Key Responsibilities
- Design and implement end-to-end data solutions using PySpark, ensuring scalability and performance.
- Build and manage data pipelines using AWS services such as AWS Glue, EMR, and Lambda.
- Develop data products using PySpark + AWS Glue stack.
- Implement Medallion Architecture (Bronze, Silver, Gold layers) for structured data processing.
- Work with Apache Iceberg tables for efficient data storage, versioning, and schema evolution.
- Ensure data quality, governance, and optimization across pipelines.
- Collaborate with cross-functional teams to understand business requirements and translate them into technical solutions.
- Optimize data processing jobs and improve performance and cost-efficiency on AWS.
Required Skills & Experience
- Strong experience in PySpark for data processing and pipeline development.
- Hands-on experience with AWS ecosystem (Glue, EMR, Lambda, S3).
- Experience implementing Medallion Architecture.
- Practical knowledge of Apache Iceberg or similar table formats.
- Strong understanding of distributed data processing and big data frameworks.
- Experience designing scalable and reliable data pipelines.
- Good understanding of data modeling and ETL/ELT concepts.
Preferred Qualifications
- Experience working outside of Databricks-only environments (ability to build solutions using native AWS stack).

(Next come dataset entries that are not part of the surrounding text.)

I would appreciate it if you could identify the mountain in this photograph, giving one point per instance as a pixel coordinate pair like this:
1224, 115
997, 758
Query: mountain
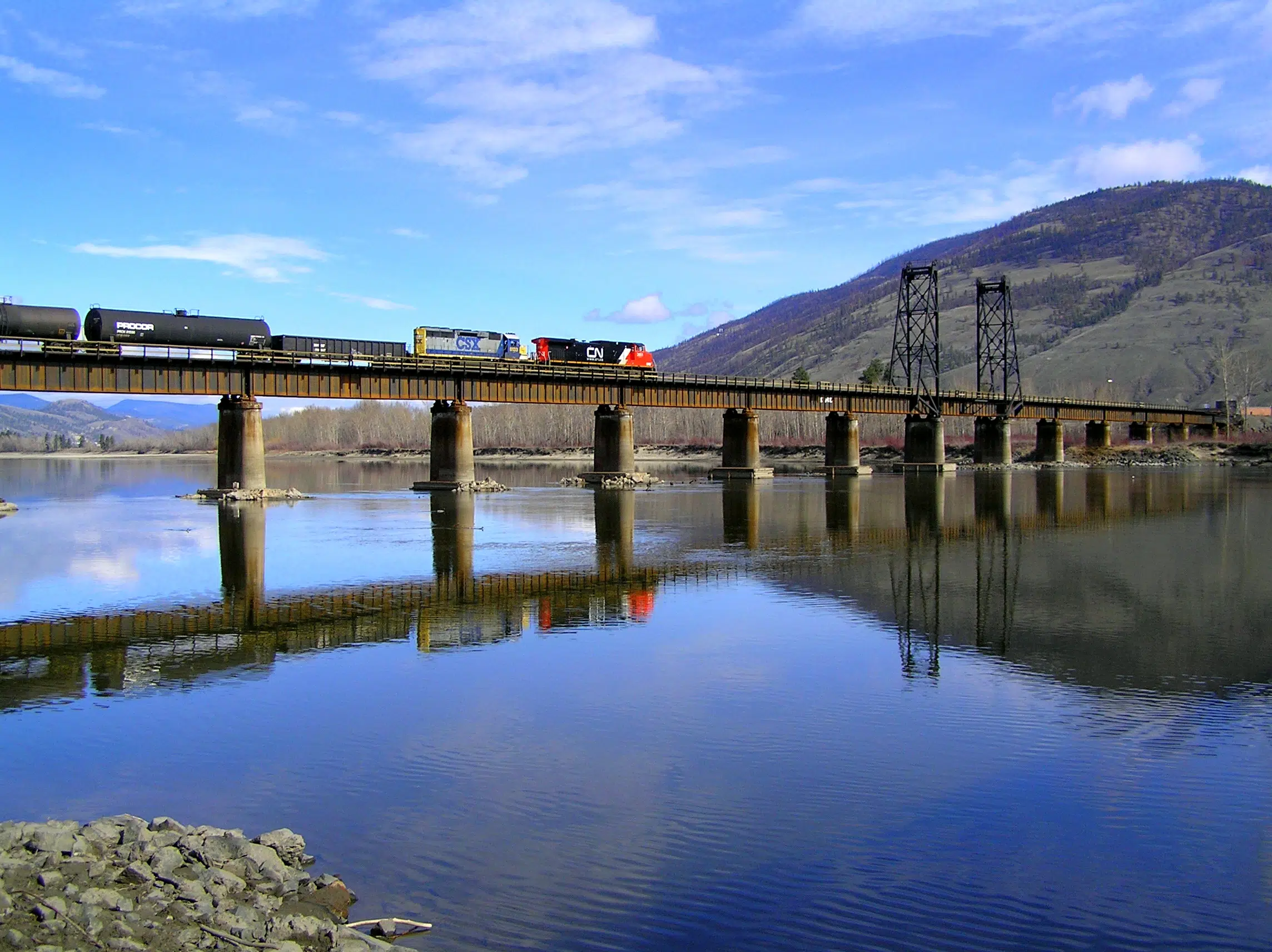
1134, 285
70, 418
167, 415
23, 401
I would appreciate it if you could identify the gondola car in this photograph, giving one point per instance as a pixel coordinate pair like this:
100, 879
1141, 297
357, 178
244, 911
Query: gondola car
560, 350
448, 341
337, 346
28, 321
178, 329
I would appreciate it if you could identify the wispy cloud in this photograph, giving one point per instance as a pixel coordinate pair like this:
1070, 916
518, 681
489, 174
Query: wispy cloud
907, 21
52, 82
377, 303
1115, 100
535, 80
56, 47
649, 310
110, 128
260, 256
1195, 93
980, 197
679, 218
1146, 161
227, 9
1260, 175
267, 113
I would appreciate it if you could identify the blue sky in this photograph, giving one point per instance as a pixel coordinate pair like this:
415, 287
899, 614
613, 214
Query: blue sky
577, 167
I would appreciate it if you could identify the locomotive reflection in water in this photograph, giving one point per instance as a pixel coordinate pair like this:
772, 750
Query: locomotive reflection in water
996, 564
215, 338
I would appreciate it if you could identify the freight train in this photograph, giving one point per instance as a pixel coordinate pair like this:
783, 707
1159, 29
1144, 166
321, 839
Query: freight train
205, 333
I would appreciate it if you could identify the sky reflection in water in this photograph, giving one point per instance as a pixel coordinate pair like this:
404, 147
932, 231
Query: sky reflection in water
982, 713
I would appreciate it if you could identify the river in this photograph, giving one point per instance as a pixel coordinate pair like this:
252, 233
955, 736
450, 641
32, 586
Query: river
983, 712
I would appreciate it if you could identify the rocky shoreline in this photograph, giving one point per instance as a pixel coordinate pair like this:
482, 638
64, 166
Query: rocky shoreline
127, 885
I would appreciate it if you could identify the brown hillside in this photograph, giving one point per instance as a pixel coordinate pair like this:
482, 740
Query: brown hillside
1129, 284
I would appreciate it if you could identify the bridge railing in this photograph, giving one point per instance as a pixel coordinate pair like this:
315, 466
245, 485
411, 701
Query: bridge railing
489, 368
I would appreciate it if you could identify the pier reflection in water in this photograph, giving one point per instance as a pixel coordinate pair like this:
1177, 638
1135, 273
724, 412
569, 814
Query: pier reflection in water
1099, 634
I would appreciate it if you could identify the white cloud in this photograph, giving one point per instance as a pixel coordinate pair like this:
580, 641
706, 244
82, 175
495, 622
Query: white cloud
906, 21
1147, 161
1260, 175
1209, 17
649, 310
110, 128
532, 80
377, 303
58, 47
1194, 93
678, 218
228, 9
980, 197
261, 256
54, 82
1115, 100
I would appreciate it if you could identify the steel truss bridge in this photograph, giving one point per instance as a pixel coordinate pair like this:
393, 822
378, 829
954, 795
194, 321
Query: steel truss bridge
98, 367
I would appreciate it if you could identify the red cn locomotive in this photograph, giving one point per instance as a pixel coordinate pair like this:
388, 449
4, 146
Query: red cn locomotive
560, 350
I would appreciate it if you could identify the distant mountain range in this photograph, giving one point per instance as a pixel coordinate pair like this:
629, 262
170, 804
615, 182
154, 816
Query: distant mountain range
26, 415
1132, 285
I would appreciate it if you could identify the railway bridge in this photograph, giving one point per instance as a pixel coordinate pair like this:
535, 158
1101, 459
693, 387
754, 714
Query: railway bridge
242, 376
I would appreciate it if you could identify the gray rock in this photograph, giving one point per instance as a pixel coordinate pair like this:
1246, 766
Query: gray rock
220, 849
165, 861
265, 862
103, 831
138, 874
50, 839
107, 899
289, 845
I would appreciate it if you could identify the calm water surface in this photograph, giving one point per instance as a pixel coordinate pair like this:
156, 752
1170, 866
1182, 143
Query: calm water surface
983, 712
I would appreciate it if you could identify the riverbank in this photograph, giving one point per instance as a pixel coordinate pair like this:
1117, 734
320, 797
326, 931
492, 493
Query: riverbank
127, 885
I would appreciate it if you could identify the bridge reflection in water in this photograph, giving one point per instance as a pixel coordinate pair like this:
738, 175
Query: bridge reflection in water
1072, 574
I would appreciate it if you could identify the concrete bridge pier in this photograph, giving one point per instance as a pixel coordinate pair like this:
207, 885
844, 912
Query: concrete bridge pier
1099, 434
739, 507
615, 516
1050, 446
741, 452
613, 446
844, 446
241, 534
925, 444
992, 441
451, 446
240, 443
992, 497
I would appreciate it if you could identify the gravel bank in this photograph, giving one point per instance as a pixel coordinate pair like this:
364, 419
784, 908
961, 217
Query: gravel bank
125, 885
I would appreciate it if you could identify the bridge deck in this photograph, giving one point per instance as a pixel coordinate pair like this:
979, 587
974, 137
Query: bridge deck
92, 367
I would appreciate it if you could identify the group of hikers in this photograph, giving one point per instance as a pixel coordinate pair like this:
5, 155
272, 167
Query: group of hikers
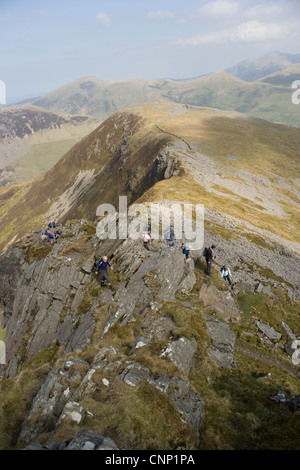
52, 233
187, 251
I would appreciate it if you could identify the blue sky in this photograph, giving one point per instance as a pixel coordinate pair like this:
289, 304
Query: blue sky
45, 44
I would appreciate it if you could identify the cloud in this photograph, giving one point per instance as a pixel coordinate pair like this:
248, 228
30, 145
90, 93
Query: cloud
219, 8
159, 15
251, 31
103, 19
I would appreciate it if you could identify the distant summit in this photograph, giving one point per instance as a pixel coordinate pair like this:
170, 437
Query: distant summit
254, 69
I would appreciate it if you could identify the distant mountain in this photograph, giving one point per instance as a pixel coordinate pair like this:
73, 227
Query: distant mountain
222, 90
254, 69
168, 357
32, 139
118, 158
283, 77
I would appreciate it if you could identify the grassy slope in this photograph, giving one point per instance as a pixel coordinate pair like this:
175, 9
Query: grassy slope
222, 90
262, 149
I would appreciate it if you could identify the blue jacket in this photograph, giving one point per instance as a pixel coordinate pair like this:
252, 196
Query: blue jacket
103, 265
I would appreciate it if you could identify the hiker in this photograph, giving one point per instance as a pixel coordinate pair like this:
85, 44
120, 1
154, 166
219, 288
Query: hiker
58, 232
103, 264
208, 253
187, 252
146, 240
49, 234
170, 237
226, 274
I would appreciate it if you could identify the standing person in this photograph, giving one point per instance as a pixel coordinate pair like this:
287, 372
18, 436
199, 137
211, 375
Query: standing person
103, 264
171, 237
208, 253
50, 235
146, 240
226, 274
187, 252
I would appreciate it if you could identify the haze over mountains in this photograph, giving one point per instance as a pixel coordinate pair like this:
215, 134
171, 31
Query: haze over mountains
169, 357
243, 88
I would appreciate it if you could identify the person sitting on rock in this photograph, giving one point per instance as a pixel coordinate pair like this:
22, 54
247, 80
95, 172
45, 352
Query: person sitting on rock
208, 253
58, 232
103, 264
171, 239
50, 235
187, 252
146, 240
226, 274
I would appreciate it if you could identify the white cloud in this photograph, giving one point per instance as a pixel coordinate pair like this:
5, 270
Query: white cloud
251, 31
219, 8
267, 11
103, 19
159, 15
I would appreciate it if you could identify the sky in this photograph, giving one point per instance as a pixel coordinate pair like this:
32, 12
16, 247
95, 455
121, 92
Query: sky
45, 44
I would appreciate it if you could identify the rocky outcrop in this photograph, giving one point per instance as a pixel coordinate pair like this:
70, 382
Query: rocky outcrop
51, 296
84, 440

- Familiarity with modern data lake architectures and open table formats.
- Knowledge of performance tuning and cost optimization in AWS.
- Experience with CI/CD pipelines for data engineering workflows.
What the Client is Specifically Looking For
- Engineers who can independently design solutions using PySpark (not limited to Databricks).
- Strong expertise in AWS-native data engineering tools.
- Hands-on implementation experience with Apache Iceberg (preferred over Delta).
- Ability to build data products using Glue + PySpark stack.
- Clear understanding and implementation of Medallion architecture using AWS services.